PARTRIDGE, Eric (Honeywood) [1894–1979]. New Zealand-born lexicorgrapher, and writer on
USAGE and other subjects, born in Waimata Valley, North Island, and educated in Australia. His studies at the U. of Queensland were interrupted by four years as a private in the Australian infantry during the First World War, in which he saw action at Gallipoli and the Somme. In the Second World War, though over military age, he again volunteered. After a spell as an army education officer he was invalided out, only to join the Royal Air Force, in which, after serving as a storeman, he became clerk to ‘Writer Command’, a group of writers including H. E. Bates, John Pudney, and W. Vernon Noble. The group was commissioned to publicize the Service. His military experiences, and encounters with all sorts and conditions of men, reinforced a lifelong interest in the underside of the language.

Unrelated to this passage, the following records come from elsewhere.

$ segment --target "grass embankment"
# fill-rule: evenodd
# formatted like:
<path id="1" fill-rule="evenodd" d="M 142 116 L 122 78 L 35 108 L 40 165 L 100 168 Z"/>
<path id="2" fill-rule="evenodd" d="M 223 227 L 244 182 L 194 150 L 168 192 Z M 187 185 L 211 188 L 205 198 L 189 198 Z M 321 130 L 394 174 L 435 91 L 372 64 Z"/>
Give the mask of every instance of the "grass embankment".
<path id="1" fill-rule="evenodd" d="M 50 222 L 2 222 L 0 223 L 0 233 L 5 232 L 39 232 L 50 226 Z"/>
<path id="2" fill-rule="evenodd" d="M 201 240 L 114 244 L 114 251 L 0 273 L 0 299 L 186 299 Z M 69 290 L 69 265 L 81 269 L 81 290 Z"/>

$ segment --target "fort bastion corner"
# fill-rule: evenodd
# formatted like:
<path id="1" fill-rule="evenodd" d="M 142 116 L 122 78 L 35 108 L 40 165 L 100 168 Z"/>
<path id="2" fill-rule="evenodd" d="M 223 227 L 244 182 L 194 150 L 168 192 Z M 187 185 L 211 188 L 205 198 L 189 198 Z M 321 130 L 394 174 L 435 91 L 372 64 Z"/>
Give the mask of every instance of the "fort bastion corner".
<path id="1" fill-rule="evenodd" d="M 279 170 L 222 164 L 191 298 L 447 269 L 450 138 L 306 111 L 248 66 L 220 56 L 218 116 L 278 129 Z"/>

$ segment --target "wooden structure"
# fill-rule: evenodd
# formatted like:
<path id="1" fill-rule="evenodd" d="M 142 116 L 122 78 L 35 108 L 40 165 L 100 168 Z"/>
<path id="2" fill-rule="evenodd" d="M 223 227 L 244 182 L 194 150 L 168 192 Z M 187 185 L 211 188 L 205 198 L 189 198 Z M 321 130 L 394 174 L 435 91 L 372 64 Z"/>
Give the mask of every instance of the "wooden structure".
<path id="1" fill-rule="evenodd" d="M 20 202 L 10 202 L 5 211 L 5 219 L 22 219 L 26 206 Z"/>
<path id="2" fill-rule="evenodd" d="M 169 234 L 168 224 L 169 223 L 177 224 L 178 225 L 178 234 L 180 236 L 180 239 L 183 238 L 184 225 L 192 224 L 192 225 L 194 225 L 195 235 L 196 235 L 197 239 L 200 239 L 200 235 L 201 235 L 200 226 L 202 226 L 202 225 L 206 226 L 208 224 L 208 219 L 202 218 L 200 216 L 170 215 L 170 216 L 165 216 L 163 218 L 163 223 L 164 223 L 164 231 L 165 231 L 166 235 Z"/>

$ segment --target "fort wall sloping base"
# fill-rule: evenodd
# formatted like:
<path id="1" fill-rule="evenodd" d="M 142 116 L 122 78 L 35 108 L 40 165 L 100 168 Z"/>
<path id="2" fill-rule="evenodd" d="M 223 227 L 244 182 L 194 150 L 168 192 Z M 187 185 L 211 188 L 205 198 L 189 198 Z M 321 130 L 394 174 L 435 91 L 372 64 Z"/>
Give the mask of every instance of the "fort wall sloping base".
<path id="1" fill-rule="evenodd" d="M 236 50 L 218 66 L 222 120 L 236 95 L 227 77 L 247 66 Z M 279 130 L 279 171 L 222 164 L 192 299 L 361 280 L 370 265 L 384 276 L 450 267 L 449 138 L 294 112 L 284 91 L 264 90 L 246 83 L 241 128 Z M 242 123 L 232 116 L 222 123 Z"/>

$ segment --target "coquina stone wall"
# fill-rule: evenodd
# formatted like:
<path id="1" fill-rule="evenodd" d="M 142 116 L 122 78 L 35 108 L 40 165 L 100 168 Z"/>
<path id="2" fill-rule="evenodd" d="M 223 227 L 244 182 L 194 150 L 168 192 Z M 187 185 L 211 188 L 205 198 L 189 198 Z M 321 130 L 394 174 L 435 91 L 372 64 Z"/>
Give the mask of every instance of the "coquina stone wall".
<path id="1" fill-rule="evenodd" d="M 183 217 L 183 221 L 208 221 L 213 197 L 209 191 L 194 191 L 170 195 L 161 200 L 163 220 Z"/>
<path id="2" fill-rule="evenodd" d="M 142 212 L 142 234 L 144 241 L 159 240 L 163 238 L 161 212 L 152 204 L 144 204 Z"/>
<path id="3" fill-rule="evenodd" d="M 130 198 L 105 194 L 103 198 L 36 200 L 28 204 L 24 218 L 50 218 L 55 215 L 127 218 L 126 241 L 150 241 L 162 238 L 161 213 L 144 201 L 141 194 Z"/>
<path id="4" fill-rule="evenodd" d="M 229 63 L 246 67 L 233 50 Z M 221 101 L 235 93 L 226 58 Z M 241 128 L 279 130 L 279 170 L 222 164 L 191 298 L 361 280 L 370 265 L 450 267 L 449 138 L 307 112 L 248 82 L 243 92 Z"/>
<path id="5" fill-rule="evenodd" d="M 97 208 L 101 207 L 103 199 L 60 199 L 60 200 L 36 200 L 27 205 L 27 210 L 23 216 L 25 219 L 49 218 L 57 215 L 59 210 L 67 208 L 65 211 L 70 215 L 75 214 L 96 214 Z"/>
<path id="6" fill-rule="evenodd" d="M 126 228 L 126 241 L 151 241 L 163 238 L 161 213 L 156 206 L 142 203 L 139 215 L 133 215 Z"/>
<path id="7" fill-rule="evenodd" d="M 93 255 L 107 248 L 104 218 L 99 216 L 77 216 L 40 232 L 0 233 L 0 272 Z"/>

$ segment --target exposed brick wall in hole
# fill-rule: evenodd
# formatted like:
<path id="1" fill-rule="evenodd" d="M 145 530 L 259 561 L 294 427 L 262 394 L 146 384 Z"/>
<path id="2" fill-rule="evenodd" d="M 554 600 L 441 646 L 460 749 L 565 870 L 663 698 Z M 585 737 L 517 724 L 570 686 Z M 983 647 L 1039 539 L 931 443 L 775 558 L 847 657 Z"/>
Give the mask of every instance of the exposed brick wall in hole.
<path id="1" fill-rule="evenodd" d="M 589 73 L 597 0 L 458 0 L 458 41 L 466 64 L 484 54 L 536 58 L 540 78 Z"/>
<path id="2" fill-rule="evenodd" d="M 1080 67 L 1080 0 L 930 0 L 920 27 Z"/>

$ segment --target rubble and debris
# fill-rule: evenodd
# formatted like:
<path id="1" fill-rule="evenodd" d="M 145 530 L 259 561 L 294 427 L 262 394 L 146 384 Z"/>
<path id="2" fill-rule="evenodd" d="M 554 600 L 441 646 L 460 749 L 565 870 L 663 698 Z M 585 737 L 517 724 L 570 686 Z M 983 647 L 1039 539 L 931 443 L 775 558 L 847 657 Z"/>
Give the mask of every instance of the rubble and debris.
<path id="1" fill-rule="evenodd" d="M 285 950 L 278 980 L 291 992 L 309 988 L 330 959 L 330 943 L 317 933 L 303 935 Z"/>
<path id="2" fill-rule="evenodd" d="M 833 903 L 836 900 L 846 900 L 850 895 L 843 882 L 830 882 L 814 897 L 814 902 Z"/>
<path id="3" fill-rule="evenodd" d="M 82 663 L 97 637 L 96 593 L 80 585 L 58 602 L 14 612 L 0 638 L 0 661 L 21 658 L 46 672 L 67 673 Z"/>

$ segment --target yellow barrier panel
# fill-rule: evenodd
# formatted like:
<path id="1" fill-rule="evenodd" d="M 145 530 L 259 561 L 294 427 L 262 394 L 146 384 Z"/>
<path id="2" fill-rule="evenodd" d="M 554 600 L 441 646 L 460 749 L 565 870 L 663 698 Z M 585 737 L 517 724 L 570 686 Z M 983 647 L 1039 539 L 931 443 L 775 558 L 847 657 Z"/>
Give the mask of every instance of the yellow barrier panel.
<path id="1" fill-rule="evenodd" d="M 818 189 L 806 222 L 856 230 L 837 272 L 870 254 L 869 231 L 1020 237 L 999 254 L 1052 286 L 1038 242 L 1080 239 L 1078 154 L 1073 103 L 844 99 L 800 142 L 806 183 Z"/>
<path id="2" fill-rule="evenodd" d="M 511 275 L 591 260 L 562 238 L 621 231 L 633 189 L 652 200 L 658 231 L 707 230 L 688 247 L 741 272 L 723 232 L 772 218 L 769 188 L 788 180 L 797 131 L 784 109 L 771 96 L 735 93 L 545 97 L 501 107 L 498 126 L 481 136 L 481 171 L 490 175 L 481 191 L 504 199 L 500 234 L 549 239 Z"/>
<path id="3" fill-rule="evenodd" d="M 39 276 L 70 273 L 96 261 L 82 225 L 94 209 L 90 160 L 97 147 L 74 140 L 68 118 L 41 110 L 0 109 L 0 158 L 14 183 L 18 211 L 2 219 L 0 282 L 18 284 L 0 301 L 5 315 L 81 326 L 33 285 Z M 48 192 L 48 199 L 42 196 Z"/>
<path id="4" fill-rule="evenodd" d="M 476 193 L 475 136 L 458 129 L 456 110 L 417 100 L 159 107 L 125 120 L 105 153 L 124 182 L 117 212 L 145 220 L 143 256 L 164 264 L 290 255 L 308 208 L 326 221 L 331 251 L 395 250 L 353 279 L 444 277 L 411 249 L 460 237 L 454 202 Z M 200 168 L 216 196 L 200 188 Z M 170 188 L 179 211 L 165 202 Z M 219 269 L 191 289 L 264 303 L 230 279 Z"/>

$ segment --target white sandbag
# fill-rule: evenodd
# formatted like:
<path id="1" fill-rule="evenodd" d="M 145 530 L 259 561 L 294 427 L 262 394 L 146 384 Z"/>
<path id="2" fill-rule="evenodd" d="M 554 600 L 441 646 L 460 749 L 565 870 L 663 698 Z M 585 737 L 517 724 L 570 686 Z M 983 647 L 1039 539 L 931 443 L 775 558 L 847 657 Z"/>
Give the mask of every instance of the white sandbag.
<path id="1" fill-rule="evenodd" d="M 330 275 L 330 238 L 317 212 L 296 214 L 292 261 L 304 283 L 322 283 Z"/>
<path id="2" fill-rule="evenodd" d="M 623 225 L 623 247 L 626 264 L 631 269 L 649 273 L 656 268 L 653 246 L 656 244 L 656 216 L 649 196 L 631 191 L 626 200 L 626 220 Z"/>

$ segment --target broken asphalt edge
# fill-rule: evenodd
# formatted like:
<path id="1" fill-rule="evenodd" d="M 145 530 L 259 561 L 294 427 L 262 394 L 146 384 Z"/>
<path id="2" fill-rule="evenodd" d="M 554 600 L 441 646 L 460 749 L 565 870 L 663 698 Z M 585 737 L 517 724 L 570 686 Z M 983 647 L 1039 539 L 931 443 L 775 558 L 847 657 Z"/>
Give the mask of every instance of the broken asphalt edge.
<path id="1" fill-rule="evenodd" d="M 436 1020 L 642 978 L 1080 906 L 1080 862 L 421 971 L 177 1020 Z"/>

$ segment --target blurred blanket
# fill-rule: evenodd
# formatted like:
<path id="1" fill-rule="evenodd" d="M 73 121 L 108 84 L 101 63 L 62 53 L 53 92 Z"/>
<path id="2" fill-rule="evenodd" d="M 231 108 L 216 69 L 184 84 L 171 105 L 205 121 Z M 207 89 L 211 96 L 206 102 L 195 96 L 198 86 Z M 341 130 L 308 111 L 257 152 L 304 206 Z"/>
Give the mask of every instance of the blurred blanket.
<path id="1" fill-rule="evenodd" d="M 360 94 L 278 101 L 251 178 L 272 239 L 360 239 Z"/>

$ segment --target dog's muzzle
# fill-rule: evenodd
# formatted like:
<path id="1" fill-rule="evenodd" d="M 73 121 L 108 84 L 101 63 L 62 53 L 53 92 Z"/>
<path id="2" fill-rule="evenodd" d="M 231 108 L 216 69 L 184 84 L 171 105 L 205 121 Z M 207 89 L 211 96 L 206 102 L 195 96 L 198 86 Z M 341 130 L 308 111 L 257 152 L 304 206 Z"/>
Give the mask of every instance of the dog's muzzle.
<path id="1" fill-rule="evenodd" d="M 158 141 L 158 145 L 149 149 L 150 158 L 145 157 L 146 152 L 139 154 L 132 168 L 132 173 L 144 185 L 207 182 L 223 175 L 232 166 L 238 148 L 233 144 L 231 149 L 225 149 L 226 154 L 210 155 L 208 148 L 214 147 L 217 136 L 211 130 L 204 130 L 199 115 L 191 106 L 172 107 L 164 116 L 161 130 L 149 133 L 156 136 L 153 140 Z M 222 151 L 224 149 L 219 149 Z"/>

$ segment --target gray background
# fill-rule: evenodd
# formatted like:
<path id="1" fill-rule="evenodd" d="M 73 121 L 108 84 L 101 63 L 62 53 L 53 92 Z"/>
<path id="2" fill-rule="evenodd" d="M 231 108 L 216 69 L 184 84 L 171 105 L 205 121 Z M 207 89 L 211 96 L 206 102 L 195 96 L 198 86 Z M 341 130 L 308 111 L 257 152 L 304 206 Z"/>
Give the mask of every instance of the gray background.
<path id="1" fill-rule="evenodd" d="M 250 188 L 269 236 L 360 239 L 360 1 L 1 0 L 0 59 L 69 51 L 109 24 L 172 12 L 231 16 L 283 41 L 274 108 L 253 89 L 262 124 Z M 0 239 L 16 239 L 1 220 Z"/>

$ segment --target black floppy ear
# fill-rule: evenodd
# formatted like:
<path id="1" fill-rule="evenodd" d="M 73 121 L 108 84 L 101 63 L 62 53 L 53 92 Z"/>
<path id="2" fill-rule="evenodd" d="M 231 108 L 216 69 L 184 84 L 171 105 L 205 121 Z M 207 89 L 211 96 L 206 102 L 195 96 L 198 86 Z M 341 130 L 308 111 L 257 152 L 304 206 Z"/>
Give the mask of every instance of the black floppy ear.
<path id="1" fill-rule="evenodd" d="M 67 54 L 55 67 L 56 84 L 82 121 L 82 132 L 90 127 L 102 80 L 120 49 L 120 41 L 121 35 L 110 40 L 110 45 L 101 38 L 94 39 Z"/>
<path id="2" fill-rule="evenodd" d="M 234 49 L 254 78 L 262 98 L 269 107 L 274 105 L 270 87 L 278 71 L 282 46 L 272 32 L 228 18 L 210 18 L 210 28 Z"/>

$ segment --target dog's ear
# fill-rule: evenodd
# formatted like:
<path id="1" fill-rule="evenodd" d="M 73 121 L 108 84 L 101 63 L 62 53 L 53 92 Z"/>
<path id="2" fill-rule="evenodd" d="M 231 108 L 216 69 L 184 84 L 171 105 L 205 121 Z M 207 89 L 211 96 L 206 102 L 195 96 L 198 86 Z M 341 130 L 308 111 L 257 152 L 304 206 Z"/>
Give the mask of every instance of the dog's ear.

After graduating, he became a Queensland Travelling Fellow at Oxford. Having gained an MA and B.Litt. simultaneously there, he taught at the universities of Manchester and London, but boredom and dislike of lecturing made him found his own publishing firm, Scholartis, in 1927. Partridge's most important publications were (with John Brophy) the discursive glossary
Songs and Slang of the British Soldier in the Great War (1930) and his annotated version of
A Classical Dictionary of the Vulgar Tongue, by Francis Grose (1931). Cecil Franklin, chairman of the London publishers Routledge & Kegan Paul, saw the potential of these works, and, when Scholartis closed because of the Depression in 1931, commissioned Partridge to produce a comprehensive dictionary of
SLANG.
Published in 1937,
A Dictionary of Slang and Unconventional English was a worldwide success. It was followed by:
Usage and Abusage: A Guide to Good English (1942);
Shakespeare's Bawdy (1947);
A Dictionary of the Underworld (1950);
Origins: An Etymological Dictionary of English (1958);
A Dictionary of Catch Phrases (1977); and over 20 other books of essays on language, some prescriptive, some descriptive. Partridge's influence has been twofold: generating curiosity about the language among its speakers in all walks of life; working for the adequate lexicographical coverage of
COLLOQUIAL and
TABOO usage, a procedure now, partly as a result of his influence, standard for major dictionaries.